Taking the idea further, I would suggest that all of the premium/luxury ‘Lifestyle’ brands - in whatever category they occur - are fully aware of this: their business model is based on a thorough understanding of their customer's intuitive and emotional values.
But, and here I return the original question posed by this article, how can you make a story believable, especially if you are a player in competitive and saturated market category?
Are you maximising your resources?
In his book Growth Hacker Marketing, Ryan Holiday described several unconventional communication approaches applied by various start-up companies. He explained that since these companies preferred to focus the majority of their resources on creating better product offers, their communications approaches needed to be highly creative and effective.
This observation isn’t just relevant for start-ups. It also applies to each and every company since, regardless of their size and maturity, resources are by definition always limited. Note that I am not arguing the value of marketing communications here; it’s essential to communicate effectively about all your products. What I am doing is asking you to consider how you prioritise and, therefore, distribute your ‘limited’ resources. How do you cover both the creation of your products and the marketing communications that tell customers about them?
Of course, one way to resolve the challenges to your resources is by reprioritising your business or portfolios – for example, reducing your diversity. But while I don’t oppose removing any unnecessary diversity from your portfolio, I have another suggestion for you: Why not maximise your available design resources?
I say this because it’s a sad fact that design is still often seen as no more than the adding of a style at the conclusion of the business process. However, as Brand Romance argued, one of the things design can do - and do well - is create a strong emotional bond between brand and audiences. So if you have not yet maximised the value of the design resources in your organisation, I would most strongly urge you to do so. This is because design can articulate foresights and insights into tangible hypothetical concepts and help you find the most meaningful, relevant, unique and distinctive offers for users. Based on a deep understanding of people, culture, and societies, it can articulate a meaningful appearance and interaction with all your product's touchpoints. It can contribute both to the creation of your products and the marketing communications.
It’s my belief that the main priority of every company should be the creation of meaningful, relevant, unique and distinctive offers. Therefore, the main purpose of your marketing communications is to communicate - as authentically and effectively as possible - the availability and uniqueness of your offers.
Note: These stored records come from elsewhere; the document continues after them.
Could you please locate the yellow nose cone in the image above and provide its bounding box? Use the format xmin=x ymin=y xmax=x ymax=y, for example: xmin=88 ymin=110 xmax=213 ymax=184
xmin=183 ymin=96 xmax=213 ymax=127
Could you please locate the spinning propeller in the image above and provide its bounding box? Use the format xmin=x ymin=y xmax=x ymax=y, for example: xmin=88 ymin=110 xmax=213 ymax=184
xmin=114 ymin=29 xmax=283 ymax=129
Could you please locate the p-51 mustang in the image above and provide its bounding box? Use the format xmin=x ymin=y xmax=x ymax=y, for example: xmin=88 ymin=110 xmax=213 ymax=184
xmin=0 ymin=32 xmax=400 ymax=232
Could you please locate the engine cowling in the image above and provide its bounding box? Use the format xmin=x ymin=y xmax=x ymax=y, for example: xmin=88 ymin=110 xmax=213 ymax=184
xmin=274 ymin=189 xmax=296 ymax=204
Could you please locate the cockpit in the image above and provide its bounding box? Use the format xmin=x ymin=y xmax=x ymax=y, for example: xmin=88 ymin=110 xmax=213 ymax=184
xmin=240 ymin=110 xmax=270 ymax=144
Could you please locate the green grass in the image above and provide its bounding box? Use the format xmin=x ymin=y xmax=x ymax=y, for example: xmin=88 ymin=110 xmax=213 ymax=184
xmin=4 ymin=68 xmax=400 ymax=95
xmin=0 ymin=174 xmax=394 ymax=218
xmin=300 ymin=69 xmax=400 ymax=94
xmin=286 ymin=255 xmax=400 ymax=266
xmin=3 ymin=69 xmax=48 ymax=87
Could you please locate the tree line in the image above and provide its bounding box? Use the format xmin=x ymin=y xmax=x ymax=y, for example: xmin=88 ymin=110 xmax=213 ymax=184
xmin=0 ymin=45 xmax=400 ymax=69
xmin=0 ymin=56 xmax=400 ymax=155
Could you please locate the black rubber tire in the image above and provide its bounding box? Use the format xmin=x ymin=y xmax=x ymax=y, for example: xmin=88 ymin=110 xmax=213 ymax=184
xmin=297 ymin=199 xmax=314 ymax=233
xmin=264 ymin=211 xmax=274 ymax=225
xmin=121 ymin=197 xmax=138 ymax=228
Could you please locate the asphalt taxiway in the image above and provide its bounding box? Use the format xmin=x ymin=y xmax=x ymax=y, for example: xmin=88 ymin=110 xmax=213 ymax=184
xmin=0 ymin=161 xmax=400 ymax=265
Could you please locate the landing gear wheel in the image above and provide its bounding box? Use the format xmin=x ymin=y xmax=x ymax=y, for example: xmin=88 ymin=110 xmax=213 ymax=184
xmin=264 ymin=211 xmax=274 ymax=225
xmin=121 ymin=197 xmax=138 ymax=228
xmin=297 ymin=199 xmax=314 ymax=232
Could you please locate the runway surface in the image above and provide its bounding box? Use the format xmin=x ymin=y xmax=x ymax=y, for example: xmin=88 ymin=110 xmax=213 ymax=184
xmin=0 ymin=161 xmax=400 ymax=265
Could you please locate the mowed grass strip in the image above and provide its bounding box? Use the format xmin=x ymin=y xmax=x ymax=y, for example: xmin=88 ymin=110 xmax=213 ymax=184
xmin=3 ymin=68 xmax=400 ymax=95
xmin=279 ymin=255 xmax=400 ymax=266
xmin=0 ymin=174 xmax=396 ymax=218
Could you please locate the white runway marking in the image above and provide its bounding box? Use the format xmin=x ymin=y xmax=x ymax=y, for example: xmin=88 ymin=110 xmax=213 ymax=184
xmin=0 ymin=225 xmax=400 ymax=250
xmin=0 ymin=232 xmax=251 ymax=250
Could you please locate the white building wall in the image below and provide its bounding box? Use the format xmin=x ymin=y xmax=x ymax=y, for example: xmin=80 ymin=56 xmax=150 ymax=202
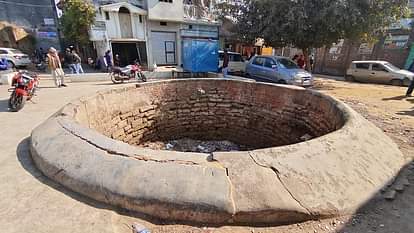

And by unlocking the full value of design, you can build a trustworthy, loving and long-lasting relationship with your audiences.
If you manage to do both then, as I hope I have explained in this article, people will believe you when they comprehend your message.
References
• Brand Romance, Yasushi Kusume and Neil Gridley, Palgrave Macmillan, November 2013.
• Cognition and the Visual Arts, Robert L. Solso, MIT Press, September 1996.
• Cultural Anthropology Tutorials website by Dr Dennis O’Neil
• Growth Hacker Marketing, Ryan Holiday, Profile Books, September 2013.
• How Mental Systems Believe, Daniel T. Gilbert, American Psychologist Vol. 46, No2, February 1991.
• The Lean Startup, Eric Ries, Crown Business, September 2011.
• Predictably Irrational, Dan Ariely, HarperCollins Publishers, 2008.
• Thinking, Fast and Slow, Daniel Kahneman, Penguin, 2011.
• Listen-Learn-Respond, Philips Design, 2004. (The concept of Listen-Learn-Respond was developed and applied in 2004 by members of the Philips Design’s communication design competence, under the leadership of Mark Churchman.)